Getting Multiple Job Offers? It's Happening. Don't Blow It
After a long period when financial professionals were lucky not to lose their jobs let alone find a new one, multiple job offers are starting to resurface.
While it isn't commonplace for a job seeker to get offers from more than one employer, savvy financial professionals know offers beget offers. Having multiple job offers makes you a more desirable candidate and can motivate a prospective employer that is interested to deliver an offer sooner rather than later, career experts say.
"You become more attractive because you have the potential to disappear" by taking another job, observes Roy Cohen, a New York-based career counselor and author of The Wall Street Professional's Survival Guide.
When soliciting and juggling multiple job offers, make sure you keep prospective employers and recruiters you're talking to in the loop. Be transparent, direct, and truthful about the progress you make in obtaining offers elsewhere.
One career coach and trainer says 5 to 10 percent of her financial services clients are obtaining more than one job offer these days. "Right now, I have one person interviewing at five companies for a job with a salary of $250,000," says Connie Thanasoulis-Carrachio, co-founder of SixFigureStart.
Recruiters, of course, are less pleased by the possibility of candidates getting more than one offer. Their clients, the prospective employers, want to know if a serious competitor is vying for a potential employee. "We're wasting a lot of time and effort if (another firm) is planning to hire that person in two weeks," says Alan Geller, managing director of AG Barrington, a New York-based search firm focused on the financial sector.
There are no simple tricks or shortcuts for obtaining and exploiting job offers from multiple employers. However, experts offer these tips for managing the process and avoiding pitfalls:
Communicate Openly and Often
If one company moves forward with an offer, Thanasoulis-Carrachio says the job seeker should go to the other company and say, "Look, I think I'm getting an offer, how far are we?"
"If someone (a recruiter or a prospective employer) leaves you a voicemail, get back in an hour or two," she says. If a company asks you for a reference or a writing sample, provide it quickly.
The amount of communication should vary with the stage of the interview process. In "round one," Geller says firms he recruits for would assume the potential employee is interviewing "everywhere." But in "round two," when a candidate would be meeting with a hiring manager and key decision maker and is invited to further meetings, "they would want to know if that person is interviewing elsewhere," he says.
You can't wait for people to contact you, says Thanasoulis-Carrachio. If there is a pause in the communication, call the employer and ask if anything has changed and if so, what can you do to address it.

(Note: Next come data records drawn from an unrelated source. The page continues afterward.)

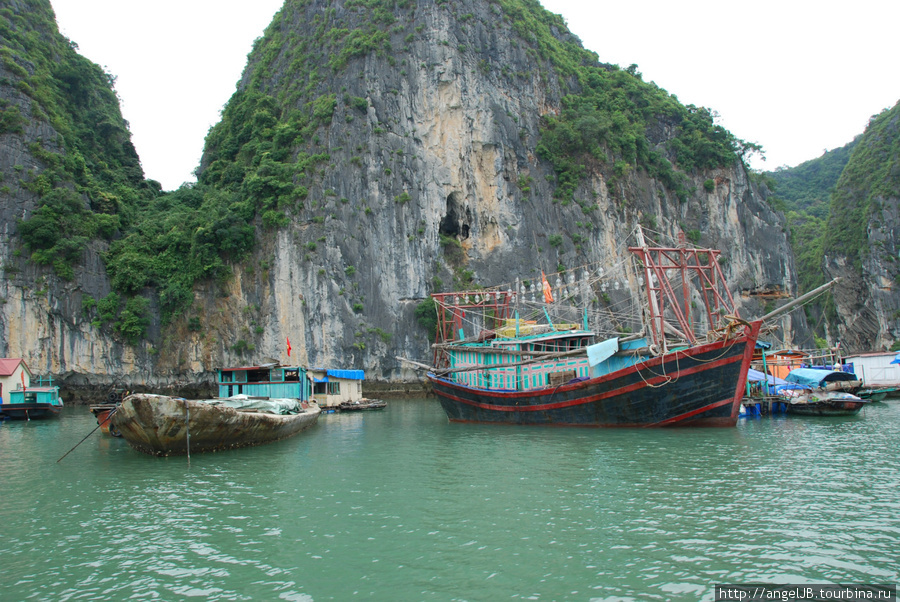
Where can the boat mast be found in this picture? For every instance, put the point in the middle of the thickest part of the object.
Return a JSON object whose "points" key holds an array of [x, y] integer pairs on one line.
{"points": [[656, 317]]}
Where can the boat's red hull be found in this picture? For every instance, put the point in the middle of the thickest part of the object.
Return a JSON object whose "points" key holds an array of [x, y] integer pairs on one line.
{"points": [[700, 386]]}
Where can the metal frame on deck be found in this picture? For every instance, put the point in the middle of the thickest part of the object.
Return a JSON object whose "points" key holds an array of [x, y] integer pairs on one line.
{"points": [[452, 307], [660, 265]]}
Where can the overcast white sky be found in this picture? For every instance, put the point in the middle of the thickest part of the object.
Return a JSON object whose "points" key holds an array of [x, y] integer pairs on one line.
{"points": [[798, 77]]}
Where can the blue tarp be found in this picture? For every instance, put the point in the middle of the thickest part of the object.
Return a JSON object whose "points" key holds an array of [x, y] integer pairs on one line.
{"points": [[816, 378], [347, 374], [756, 376]]}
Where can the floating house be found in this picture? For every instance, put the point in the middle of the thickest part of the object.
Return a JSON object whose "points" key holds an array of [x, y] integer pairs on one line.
{"points": [[876, 369], [19, 399], [14, 374], [270, 380], [332, 387]]}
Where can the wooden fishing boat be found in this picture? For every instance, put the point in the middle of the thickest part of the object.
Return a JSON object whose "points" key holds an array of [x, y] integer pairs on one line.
{"points": [[825, 403], [822, 392], [542, 372], [160, 425], [362, 404]]}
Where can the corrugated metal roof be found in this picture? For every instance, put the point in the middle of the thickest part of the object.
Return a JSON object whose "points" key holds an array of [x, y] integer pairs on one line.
{"points": [[8, 365], [347, 374]]}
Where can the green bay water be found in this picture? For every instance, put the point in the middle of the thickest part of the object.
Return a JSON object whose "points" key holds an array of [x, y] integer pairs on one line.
{"points": [[399, 504]]}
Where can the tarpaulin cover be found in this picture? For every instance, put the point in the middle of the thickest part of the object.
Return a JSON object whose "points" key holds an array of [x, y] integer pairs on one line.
{"points": [[811, 377], [347, 374], [268, 406], [756, 376], [602, 351]]}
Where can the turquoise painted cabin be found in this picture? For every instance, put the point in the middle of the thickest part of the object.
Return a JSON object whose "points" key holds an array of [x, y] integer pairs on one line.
{"points": [[274, 382]]}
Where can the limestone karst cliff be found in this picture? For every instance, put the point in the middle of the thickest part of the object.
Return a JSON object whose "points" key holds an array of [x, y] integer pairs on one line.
{"points": [[861, 239], [373, 152]]}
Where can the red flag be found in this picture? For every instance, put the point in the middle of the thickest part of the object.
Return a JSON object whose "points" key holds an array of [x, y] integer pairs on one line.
{"points": [[548, 294]]}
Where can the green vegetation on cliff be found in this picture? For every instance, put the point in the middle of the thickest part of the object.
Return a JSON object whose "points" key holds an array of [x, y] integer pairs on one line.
{"points": [[871, 177], [804, 193], [267, 138], [273, 144], [92, 156]]}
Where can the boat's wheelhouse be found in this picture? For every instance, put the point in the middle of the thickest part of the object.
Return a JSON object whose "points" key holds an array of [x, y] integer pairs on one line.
{"points": [[274, 382], [499, 363]]}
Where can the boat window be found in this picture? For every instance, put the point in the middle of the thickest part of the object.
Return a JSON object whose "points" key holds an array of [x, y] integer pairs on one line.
{"points": [[257, 376]]}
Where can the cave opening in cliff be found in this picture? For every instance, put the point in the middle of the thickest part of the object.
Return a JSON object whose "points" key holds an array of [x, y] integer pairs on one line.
{"points": [[455, 222]]}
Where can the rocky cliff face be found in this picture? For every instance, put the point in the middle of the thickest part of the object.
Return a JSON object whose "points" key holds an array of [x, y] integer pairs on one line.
{"points": [[861, 243], [415, 166]]}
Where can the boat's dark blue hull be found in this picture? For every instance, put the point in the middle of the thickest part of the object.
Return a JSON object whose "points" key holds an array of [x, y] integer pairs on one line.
{"points": [[700, 386]]}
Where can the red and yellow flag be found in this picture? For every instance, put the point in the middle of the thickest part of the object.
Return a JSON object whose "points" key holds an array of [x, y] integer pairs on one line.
{"points": [[548, 294]]}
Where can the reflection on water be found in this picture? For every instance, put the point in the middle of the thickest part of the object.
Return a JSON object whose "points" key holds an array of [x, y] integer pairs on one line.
{"points": [[399, 504]]}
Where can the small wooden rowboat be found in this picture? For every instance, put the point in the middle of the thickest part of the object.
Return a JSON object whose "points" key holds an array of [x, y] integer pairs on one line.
{"points": [[362, 404], [162, 426]]}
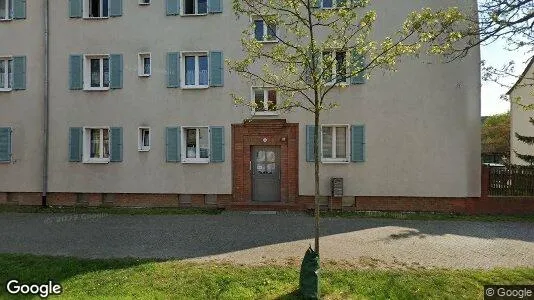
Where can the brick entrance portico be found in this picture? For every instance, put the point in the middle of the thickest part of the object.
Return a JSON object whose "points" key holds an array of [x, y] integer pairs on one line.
{"points": [[264, 133]]}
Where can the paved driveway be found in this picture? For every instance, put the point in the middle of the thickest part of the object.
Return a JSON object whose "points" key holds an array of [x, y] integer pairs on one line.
{"points": [[254, 239]]}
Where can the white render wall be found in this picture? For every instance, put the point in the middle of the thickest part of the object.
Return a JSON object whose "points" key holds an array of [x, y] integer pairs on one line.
{"points": [[422, 123], [520, 119]]}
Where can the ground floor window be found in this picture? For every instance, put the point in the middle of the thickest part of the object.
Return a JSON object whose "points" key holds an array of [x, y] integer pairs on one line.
{"points": [[96, 145], [334, 143], [6, 74], [195, 144]]}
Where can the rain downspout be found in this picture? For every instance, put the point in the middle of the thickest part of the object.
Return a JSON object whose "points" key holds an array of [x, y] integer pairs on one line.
{"points": [[46, 117]]}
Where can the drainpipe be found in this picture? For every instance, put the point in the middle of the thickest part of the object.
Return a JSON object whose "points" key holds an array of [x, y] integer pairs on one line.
{"points": [[46, 117]]}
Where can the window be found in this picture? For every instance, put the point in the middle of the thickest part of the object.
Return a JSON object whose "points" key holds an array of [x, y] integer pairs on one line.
{"points": [[334, 3], [335, 63], [195, 7], [195, 144], [264, 32], [96, 145], [96, 72], [265, 101], [144, 139], [6, 74], [96, 8], [5, 9], [145, 65], [334, 143], [195, 70]]}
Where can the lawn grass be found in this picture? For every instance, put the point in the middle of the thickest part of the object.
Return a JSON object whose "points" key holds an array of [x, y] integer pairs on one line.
{"points": [[109, 210], [427, 216], [143, 279]]}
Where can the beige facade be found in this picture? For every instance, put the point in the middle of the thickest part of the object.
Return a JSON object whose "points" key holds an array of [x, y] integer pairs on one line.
{"points": [[422, 122], [521, 94]]}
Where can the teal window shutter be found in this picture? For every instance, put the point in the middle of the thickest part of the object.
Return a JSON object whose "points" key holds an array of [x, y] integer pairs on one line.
{"points": [[75, 8], [75, 144], [357, 62], [116, 144], [310, 138], [357, 149], [173, 70], [115, 8], [76, 72], [115, 68], [19, 72], [217, 144], [215, 6], [19, 9], [216, 68], [5, 144], [173, 144], [173, 7]]}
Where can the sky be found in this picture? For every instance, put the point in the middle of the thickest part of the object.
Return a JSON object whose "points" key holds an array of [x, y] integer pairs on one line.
{"points": [[496, 56]]}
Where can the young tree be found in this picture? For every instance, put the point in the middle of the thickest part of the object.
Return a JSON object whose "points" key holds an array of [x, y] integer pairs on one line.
{"points": [[318, 49]]}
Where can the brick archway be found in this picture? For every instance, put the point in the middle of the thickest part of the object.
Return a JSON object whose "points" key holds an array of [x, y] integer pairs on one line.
{"points": [[264, 133]]}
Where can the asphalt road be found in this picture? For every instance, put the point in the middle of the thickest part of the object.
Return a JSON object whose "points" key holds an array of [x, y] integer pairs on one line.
{"points": [[283, 238]]}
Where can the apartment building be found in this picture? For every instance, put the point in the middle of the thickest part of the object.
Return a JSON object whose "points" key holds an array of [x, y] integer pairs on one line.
{"points": [[140, 114]]}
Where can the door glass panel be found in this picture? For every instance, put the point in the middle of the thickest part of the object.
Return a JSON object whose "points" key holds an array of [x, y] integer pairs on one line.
{"points": [[341, 142], [327, 142]]}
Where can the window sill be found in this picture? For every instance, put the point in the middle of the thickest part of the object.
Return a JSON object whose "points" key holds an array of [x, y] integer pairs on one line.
{"points": [[195, 87], [95, 18], [196, 161], [333, 161], [194, 15], [265, 113], [96, 161], [96, 89]]}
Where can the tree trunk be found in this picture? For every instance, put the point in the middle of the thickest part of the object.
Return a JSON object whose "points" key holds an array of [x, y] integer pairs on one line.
{"points": [[317, 187]]}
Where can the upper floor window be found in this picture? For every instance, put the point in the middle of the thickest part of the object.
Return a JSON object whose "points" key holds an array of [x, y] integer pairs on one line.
{"points": [[335, 67], [265, 100], [195, 7], [5, 9], [6, 74], [264, 31], [97, 72], [334, 143], [97, 8], [195, 70], [195, 144]]}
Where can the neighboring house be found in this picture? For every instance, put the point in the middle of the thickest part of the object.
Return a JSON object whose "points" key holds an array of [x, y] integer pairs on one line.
{"points": [[141, 114], [521, 94]]}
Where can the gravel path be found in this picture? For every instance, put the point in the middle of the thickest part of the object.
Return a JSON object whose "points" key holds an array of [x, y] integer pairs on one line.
{"points": [[265, 239]]}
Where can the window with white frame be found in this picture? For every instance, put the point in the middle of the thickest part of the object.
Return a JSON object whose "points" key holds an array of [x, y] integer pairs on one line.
{"points": [[195, 144], [6, 74], [264, 100], [334, 143], [5, 9], [195, 7], [144, 139], [264, 31], [335, 67], [145, 64], [334, 3], [96, 71], [195, 70], [96, 144], [96, 8]]}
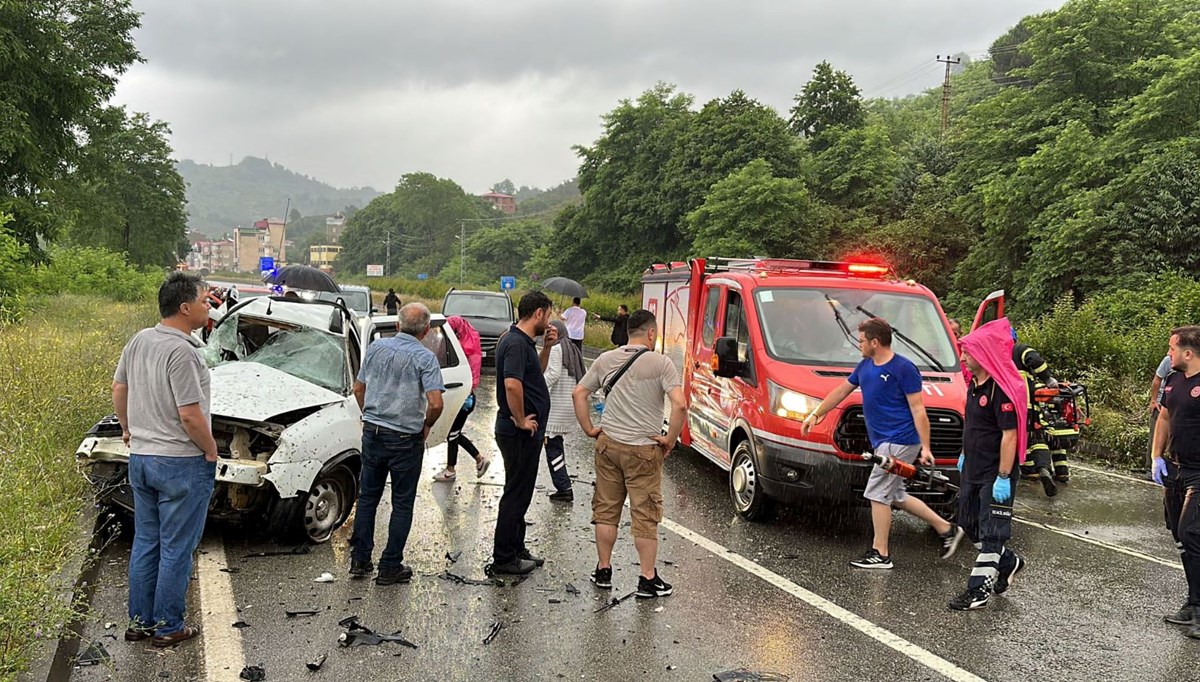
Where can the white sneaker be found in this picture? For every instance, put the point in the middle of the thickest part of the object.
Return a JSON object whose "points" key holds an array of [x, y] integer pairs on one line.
{"points": [[481, 465]]}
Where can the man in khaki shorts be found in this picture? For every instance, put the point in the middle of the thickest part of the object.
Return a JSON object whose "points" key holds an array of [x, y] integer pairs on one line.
{"points": [[630, 447]]}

When an offer arrives or appears imminent, she says the right way to communicate it to another prospective employer goes something like this: "I expect to get two offers this week, but you are my No. 1 choice. If given an offer at this company, I would accept. Do you think we'll be at that stage soon?" The wrong way is to present the other employer's offer as an ultimatum, where your message seems to say, "Make me an offer, or I'm gone."
Vicky Oliver, author of 301 Smart Answers to Tough Interview Questions, likewise advises job seekers pursuing multiple offers to tell a favored potential employer they are the preferred choice. "Enthusiasm is a big key, and after that humility is big," Oliver remarks.
It's important to maintain cordial relations with every prospective employer you've interviewed with, says Cohen. You never know if the job you eventually accept will work out. So avoid alienating anyone and always behave in a professional manner.
Be prepared to respond to any job offer in less than a week - perhaps in two or three days. When telling other prospects about the offer, experts differ on whether it's wise to disclose the employer's name.
Use the Hiring Process to Build Your Professional Network
If your first-choice employer doesn't come through with an offer, Oliver recommends keeping in touch with the person there who you had the most or highest-quality contact with. "Figure out a way to drop your contact person a note once every few months or make it into a friendship" by going to a game or meeting for a drink, she says.